Click here for link to: Wissemann-Widrig ecatalog A PLACE ON THE WATER 2020
This group of paintings by Nancy Wissemann-Widrig, made over a period in the late 1960s and early 1970s focus on an important muse – a simple cottage on the banks of the St. George’s River in Cushing, Maine. In the first years, before converting an out-building to a studio, Wissemann-Widrig would set up her easel inside – upstairs in the dormitory bedroom, on the porch, in the living room while her family played cards – capturing a narrative of the cottage’s history: who had lived there before and how her family came to occupy it. There is clarity and delight in her images of the cottage’s interior with its jumble of rocking chairs, stuffed owls and the random flotsam of several generations of casual accumulation. She peopled this found environment with her own family including herself with them as both unseen witness and constant presence. The cottage was a place of refuge in an agitated world, particularly in the tumultuous summers of 1968 and 1969. The solace it provided from political upheaval is reflected in the work. Though widely shown in New York and elsewhere, this group of paintings has never been presented in Maine before this homecoming exhibition.
Wissemann-Widrig first set foot in Cheerio cottage in 1968, where she and her husband, the painter John Wissemann, still spend their summers.

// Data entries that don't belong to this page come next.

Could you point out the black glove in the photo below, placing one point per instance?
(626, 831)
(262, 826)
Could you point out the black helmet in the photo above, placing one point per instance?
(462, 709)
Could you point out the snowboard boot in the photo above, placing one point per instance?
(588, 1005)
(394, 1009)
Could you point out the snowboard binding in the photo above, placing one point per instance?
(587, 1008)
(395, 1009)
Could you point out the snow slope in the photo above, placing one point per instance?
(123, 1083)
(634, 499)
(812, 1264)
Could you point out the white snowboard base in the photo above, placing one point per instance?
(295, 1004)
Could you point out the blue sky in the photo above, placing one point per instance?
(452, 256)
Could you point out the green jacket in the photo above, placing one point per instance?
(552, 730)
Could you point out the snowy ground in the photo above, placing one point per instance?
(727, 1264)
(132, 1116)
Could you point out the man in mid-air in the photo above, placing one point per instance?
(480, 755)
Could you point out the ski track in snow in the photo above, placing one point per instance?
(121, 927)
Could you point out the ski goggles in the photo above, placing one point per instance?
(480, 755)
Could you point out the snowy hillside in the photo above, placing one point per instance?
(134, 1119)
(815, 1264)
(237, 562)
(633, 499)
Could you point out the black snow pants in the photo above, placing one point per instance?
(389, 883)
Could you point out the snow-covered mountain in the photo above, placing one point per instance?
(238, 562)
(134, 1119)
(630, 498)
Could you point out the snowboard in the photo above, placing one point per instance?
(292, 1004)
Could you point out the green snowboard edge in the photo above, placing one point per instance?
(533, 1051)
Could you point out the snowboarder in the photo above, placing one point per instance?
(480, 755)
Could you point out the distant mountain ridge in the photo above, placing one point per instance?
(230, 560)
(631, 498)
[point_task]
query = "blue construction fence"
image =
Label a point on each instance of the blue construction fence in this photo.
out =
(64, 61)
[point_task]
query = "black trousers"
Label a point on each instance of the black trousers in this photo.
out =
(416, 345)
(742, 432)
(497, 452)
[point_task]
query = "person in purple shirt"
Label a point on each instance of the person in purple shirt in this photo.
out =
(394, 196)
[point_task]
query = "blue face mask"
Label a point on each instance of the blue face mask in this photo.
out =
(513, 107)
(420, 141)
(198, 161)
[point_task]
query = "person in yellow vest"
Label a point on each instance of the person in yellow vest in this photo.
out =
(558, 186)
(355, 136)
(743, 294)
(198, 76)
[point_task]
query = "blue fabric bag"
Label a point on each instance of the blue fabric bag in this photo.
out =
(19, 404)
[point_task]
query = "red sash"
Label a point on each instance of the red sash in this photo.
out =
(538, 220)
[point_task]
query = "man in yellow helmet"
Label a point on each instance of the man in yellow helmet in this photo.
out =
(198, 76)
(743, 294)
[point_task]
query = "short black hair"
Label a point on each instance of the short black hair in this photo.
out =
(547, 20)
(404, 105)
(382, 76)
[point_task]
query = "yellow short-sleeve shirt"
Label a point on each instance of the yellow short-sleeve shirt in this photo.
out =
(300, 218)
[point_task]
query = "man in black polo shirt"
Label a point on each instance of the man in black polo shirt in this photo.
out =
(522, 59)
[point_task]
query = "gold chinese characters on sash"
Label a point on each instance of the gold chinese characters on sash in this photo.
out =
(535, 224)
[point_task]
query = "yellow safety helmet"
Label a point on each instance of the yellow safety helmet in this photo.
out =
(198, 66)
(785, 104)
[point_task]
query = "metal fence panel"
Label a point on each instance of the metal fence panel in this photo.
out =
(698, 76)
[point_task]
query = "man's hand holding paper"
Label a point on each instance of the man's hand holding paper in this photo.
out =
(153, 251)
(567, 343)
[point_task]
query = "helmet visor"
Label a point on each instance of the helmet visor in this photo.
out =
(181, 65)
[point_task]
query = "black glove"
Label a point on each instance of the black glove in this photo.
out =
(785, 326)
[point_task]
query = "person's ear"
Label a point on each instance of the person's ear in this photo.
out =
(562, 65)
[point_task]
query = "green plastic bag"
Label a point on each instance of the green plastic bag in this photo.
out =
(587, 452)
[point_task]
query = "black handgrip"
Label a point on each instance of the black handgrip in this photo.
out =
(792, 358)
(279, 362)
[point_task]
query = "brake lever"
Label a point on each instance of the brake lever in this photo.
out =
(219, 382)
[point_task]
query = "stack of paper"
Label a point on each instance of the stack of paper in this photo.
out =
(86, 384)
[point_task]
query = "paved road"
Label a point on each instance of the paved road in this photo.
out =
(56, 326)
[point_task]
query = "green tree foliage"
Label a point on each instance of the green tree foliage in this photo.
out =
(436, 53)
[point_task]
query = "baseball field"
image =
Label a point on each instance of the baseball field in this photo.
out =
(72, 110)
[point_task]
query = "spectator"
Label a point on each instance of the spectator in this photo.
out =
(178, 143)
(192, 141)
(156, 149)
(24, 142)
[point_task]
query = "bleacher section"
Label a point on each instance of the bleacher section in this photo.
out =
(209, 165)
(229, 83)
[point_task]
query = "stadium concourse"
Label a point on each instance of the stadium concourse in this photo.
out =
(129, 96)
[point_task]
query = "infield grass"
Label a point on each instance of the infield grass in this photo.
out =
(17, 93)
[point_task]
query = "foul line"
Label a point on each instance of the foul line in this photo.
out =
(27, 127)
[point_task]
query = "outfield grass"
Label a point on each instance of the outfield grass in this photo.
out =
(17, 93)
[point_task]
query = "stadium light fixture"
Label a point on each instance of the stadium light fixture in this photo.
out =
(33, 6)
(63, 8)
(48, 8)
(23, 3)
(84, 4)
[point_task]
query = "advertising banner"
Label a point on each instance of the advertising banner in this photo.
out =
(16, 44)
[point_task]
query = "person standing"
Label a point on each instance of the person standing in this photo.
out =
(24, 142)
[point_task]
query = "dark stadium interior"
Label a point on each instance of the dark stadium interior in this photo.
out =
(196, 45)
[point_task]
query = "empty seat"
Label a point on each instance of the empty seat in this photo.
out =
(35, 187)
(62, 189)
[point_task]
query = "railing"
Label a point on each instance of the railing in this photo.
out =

Her connection to Maine had begun much earlier at graduate school where she met Helen Friend of Skowhegan. Nancy and Helen moved to New York together and shared a loft on 28th street sub-let from painter Charles Duback. The upstairs neighbors included sculptor Bernard Langlais, whom Helen would later marry. Helen and Blackie Langlais were part of a group of New York artists who would gravitate to Maine in the sixties, and the Wissemanns became frequent visitors, settling down the road in Cushing by the end of the decade. They would continue to split their time between eastern Long Island and Maine for the ensuing fifty plus years.
Wissemann-Widrig’s engagment with realism integrates elements of modernist and more traditional painting. Her land and seascapes revel in the play of light on her subjects – to which she often has a strong emotional connection. Critic Gerritt Henry described her as paying “homage to the elusive yet tangible beauties of nature run amok”.
Perhaps best known in Maine for her water paintings, included in the permanent collections of both the Portland Museum of Art and the Farnsworth Museum of Art, Wissemann-Widrig was represented in New York by the Tibor de Nagy Gallery from 1974-1984 and by the Tatischeff Gallery from 1984-1998. She has shown her work in Maine at the Caldbeck Gallery since 1985 and at Maine Coasts Artists, now the Center for Maine Contemporary Art since since 1974, as well as numerous other galleries and institutions. Her awards include Who’s Who of American Women, the Childe Hassam Fund Purchase Award from the American Academy of Arts and Letters and Outstanding Realist from the Albright Knox Art Gallery.